Forum Moderators: open

Message Too Old, No Replies

CrazyWebCrawler

         

lucy24

9:50 pm on Apr 14, 2015 (gmt 0)

WebmasterWorld Senior Member 10+ Year Member Top Contributors Of The Month



The name has come up in a couple of discussions of distributed crawlers and similar
[webmasterworld.com...]
[webmasterworld.com...]
but they haven't got a thread of their own.

I've just spent some time poring over their page [crazywebcrawler.com], which says in part
If you'd like us to stop crawling your website,
the best thing to do is to block our web crawler using the robots.txt specification.
...
Blocking our web crawler by IP address will not work. Due to the distributed nature
of our infrastructure, we have thousands of constantly changing IP addresses. We
strongly recommend you don't try to block our web crawler by IP address, as you'll
most likely spend several hours of futile effort and be in a very bad mood at the end
of it. You really should just include us in your robots.txt or contact us directly.

Well, I guess I will have to contact them directly, since I do not perfectly understand how they can heed robots.txt directives when they have never once asked for robots.txt.

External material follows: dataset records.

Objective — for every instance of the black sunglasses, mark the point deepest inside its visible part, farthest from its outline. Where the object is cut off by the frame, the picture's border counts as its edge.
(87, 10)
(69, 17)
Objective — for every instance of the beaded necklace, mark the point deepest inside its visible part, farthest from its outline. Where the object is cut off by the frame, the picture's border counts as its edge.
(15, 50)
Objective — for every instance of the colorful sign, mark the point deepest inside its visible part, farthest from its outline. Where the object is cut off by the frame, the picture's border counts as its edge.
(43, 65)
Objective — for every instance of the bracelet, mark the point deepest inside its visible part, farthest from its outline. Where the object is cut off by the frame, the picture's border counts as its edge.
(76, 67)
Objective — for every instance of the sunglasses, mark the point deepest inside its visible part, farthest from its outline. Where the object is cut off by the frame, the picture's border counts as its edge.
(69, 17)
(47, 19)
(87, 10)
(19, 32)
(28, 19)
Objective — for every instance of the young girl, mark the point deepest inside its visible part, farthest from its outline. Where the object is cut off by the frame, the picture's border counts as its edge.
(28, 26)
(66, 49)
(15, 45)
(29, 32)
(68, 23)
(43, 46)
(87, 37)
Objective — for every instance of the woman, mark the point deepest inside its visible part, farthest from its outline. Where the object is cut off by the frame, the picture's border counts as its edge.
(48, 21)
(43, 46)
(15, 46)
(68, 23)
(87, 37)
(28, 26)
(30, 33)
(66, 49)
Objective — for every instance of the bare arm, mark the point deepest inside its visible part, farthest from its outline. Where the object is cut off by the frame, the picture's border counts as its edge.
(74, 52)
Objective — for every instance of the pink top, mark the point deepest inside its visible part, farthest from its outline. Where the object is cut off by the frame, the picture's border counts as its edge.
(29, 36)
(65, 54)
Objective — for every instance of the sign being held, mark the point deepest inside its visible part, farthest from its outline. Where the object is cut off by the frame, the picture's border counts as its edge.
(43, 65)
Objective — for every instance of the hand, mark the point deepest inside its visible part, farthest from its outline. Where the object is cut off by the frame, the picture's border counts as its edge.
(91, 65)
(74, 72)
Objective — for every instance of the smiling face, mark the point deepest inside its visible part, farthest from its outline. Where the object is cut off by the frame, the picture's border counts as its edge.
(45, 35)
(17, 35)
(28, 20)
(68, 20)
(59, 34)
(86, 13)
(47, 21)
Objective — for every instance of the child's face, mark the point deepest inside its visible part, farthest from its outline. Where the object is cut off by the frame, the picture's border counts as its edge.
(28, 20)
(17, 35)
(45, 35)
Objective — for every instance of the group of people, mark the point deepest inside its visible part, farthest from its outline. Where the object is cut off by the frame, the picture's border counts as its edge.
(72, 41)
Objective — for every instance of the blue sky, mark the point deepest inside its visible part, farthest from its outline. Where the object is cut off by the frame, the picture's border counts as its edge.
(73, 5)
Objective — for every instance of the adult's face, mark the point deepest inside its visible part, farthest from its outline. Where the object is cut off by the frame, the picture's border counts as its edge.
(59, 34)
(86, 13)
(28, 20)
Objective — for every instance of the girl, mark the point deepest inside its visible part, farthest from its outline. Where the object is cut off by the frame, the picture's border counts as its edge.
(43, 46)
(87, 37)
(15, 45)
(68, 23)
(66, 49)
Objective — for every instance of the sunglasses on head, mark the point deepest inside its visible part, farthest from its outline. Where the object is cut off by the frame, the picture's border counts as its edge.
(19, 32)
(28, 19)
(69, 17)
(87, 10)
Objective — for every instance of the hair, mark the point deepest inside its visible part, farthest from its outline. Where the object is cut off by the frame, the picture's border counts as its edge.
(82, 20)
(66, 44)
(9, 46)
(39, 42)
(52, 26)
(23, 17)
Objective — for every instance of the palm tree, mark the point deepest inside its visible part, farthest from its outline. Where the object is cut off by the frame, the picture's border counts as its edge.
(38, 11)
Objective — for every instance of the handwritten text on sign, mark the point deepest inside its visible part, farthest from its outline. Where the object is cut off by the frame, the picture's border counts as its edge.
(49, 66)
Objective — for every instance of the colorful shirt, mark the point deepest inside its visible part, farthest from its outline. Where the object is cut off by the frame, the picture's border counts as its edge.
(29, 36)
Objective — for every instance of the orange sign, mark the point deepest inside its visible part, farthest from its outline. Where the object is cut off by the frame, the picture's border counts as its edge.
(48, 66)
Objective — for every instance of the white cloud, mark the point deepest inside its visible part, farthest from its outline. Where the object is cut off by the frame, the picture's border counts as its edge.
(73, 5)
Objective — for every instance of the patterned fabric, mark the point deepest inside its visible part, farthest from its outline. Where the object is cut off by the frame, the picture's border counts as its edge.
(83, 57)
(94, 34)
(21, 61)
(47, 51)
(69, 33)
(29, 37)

I cross-checked the three IPs that this UA has used. One of their ranges (162.243, long blocked) is shared by seoprofiler and MJ12bot-- which do ask for robots.txt-- but I am inclined to doubt they share robots.txt information. Nobody from 192.241.128.0/17 (also long blocked) has ever asked for robots.txt; same for 128.199.

My goodness. What an astounding coincidence. All three are Digital Ocean. On second thought I won't bother about direct contact; I'll just block the IP and UA both. That should do it.

trintragula

10:24 am on Apr 15, 2015 (gmt 0)

10+ Year Member Top Contributors Of The Month



I started to notice visits by crazywebcrawler about six months ago. I eventually realised that it was duplicating every request made by a human visitor - usually within a few seconds, and from IPs all over the world.
I think this was being caused by a web security product from Comodo - an internet security company. PrivDog is apparently a bundled third-party tool with it and I think is the culprit. The Comodo browsers have Dragon and IceDragon as keywords in the user agent string, but that does not necessarily indicate that PrivDog is installed. It's also possible that PrivDog could be used with other browsers.
A search for PrivDog on the web raises a number of related issues.

I have 342 IP addresses for crazywebcrawler in my filter (since with a UA like that they were blocked by default). None has ever followed a link not visible to a human, or wandered in to a roboted-out directory, so in spite of the useragent string, this thing is not actually behaving like a crawler (which makes sense for a web security product of this kind) so I would not expect it to read robots.txt. It's possible that Comodo/PrivDog have re-purposed either the software or UA string for another product.

My list does all seem to come from Digital Ocean. Scrunching it all down, I see:

5.101.96.0/20
46.101.0.0/16
80.240.128.0/20
95.85.0.0/18
104.131.0.0/16
104.236.0.0/16
107.170.0.0/16
128.199.0.0/16
162.243.0.0/16
178.62.0.0/16
188.226.128.0/17
192.34.56.0/21
192.81.208.0/20
192.241.128.0/17
198.199.64.0/18
198.211.96.0/19
208.68.36.0/22

which I think includes some ranges I haven't identified before (this is not the whole of Digital Ocean - just the ones I've seen crazywebcrawler from).

keyplyr

1:32 am on Apr 18, 2015 (gmt 0)

WebmasterWorld Senior Member 10+ Year Member Top Contributors Of The Month



RewriteCond %{HTTP_USER_AGENT} (analyz|crawl|seo|spider|walker) [NC]

...and poke holes for friendlies.